Result: counted the cell count of 7 days, then drawn accordingly cell growth curve.According to correlation formula, calculated cell doubling time, be about 30.2 ± 2.4 hours.The curve display cell quantity is the capable distribution of S, and during by the 7th day, it is stable that cell quantity almost keeps.The growth of presentation of results SMSCs is not unrestrictedly doubled.
3.2 karyotyping
At first prepared the karyomit(e) sample of SMSCs after the transfection.SMSCs is added into containing cultivating 4 hours in the nutritive medium of 0.1 μ g/ml colchicine, with 0.25%Trypsin/EDTA digestion, with liquid-transfering gun, repeatedly blows and beats into single cell suspension subsequently.With after PBS washing 2 times, centrifugal mixed solution is also got its throw out again.After using subsequently 0.075M Repone K hypotonic medium resuspended, be placed on 37 ℃ lower 30 minutes, recentrifuge (1000rpm), get its precipitation, with methyl alcohol/Glacial acetic acid (3:1) is resuspended, fixes 15 minutes.Cell suspension is dropwise dropped in the ice slide from the 20cm eminence, overdo 3 times, then dye 10 minutes with Giemsa.Finally use om observation counting karyomit(e).

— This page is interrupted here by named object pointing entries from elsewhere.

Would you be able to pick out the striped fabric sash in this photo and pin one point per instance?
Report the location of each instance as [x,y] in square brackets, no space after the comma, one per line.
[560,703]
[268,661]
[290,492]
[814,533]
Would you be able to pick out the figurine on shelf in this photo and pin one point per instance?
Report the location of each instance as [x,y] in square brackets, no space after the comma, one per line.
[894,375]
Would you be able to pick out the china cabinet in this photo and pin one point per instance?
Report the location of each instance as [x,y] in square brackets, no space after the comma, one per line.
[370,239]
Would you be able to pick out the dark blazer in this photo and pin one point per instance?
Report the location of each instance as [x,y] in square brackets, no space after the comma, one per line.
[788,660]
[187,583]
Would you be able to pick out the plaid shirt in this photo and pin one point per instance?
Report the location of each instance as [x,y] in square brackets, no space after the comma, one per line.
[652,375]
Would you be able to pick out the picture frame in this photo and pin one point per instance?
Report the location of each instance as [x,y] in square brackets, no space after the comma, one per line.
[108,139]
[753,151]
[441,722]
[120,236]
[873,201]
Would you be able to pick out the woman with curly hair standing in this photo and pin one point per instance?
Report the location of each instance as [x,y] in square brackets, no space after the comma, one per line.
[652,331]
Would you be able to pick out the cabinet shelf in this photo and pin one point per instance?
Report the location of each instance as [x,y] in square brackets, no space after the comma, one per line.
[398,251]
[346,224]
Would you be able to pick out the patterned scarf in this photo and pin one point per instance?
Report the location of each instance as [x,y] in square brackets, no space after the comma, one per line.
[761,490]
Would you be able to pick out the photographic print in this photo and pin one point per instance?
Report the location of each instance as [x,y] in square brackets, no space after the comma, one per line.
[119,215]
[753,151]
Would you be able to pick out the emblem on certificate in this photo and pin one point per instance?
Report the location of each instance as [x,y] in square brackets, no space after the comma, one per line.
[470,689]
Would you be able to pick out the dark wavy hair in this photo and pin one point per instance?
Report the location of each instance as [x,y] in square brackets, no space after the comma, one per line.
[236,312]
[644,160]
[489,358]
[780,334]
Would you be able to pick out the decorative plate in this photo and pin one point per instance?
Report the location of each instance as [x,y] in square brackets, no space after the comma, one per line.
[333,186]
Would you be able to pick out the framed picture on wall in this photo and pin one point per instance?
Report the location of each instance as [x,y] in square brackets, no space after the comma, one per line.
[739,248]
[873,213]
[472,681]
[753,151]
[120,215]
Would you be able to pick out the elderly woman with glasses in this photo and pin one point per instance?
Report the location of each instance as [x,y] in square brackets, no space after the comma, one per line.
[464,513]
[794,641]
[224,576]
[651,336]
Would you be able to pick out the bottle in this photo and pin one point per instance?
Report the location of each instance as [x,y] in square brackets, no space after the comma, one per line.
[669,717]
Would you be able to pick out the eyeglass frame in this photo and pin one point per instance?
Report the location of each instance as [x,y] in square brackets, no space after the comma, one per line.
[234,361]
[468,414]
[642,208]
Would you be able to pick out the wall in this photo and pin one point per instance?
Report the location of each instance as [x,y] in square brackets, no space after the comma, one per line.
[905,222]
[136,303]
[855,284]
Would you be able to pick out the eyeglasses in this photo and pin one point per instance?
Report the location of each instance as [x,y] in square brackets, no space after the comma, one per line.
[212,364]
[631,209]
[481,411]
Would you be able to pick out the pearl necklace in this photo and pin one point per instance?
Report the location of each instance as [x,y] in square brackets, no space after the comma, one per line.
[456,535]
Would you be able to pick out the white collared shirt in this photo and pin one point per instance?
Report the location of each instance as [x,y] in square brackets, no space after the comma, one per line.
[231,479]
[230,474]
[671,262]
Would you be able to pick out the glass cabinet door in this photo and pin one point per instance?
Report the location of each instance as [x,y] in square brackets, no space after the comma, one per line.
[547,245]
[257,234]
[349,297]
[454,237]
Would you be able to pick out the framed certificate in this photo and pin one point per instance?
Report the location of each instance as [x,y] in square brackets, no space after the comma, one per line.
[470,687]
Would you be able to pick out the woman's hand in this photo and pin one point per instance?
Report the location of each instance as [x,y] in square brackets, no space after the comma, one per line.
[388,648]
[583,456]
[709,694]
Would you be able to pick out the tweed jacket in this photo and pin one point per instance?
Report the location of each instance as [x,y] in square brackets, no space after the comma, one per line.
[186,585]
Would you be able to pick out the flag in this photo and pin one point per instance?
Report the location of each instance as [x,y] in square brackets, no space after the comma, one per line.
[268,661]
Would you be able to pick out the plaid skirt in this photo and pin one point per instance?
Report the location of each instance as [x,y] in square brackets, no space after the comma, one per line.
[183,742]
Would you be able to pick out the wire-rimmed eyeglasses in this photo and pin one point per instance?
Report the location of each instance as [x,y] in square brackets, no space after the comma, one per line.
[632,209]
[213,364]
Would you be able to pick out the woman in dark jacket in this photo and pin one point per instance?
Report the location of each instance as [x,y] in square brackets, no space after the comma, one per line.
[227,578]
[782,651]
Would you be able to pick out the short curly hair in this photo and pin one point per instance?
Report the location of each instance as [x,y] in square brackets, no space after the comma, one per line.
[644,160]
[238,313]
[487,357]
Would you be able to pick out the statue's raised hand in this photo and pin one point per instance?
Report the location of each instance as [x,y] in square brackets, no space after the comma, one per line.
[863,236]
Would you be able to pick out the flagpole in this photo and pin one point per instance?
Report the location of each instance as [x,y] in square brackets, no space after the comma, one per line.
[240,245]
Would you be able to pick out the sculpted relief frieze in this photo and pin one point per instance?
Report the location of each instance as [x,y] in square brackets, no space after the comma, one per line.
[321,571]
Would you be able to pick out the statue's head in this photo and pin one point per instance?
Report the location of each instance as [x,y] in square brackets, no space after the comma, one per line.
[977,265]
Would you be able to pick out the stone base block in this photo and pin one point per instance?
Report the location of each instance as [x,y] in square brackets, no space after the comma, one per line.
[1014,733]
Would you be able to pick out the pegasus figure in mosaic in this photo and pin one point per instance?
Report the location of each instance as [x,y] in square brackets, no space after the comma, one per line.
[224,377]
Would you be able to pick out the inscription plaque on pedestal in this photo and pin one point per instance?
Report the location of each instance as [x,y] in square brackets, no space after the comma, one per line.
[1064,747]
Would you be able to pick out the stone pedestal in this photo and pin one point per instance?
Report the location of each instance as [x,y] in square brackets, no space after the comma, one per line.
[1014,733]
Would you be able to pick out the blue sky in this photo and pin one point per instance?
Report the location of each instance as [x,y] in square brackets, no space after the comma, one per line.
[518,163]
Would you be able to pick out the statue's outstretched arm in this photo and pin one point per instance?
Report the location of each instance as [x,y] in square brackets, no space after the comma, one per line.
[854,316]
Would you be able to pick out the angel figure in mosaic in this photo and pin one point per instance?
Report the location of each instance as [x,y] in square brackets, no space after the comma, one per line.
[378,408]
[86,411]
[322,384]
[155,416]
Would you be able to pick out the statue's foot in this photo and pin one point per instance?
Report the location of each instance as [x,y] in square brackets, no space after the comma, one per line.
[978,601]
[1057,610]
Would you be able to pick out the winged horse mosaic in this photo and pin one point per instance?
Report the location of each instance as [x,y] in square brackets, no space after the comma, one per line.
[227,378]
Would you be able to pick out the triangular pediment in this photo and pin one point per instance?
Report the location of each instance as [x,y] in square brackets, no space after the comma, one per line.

Then use the flow cytometry analysis DNA content.With PBS washing SMSCs3 time, with 0.25%Trypsin/EDTA digestion, with liquid-transfering gun, repeatedly blow and beat into single cell suspension subsequently.After centrifugation, get its cell precipitation resuspended fixing with 75% alcohol, be placed on lower 24 hours of-20 ℃ of environment.Use afterwards 75% alcohol and PBS washed cell 3 times, then add 100100 μ g/ml rnases.37 ℃ after lower 30 minutes, with 40 μ g/ml propidium iodides dyeing.Simultaneously, chosen the rabbit femoral medullary cell, contrasted as homotype after the removal red corpuscle.All the other all operations are all identical.Use the flow cytometry analysis DNA content.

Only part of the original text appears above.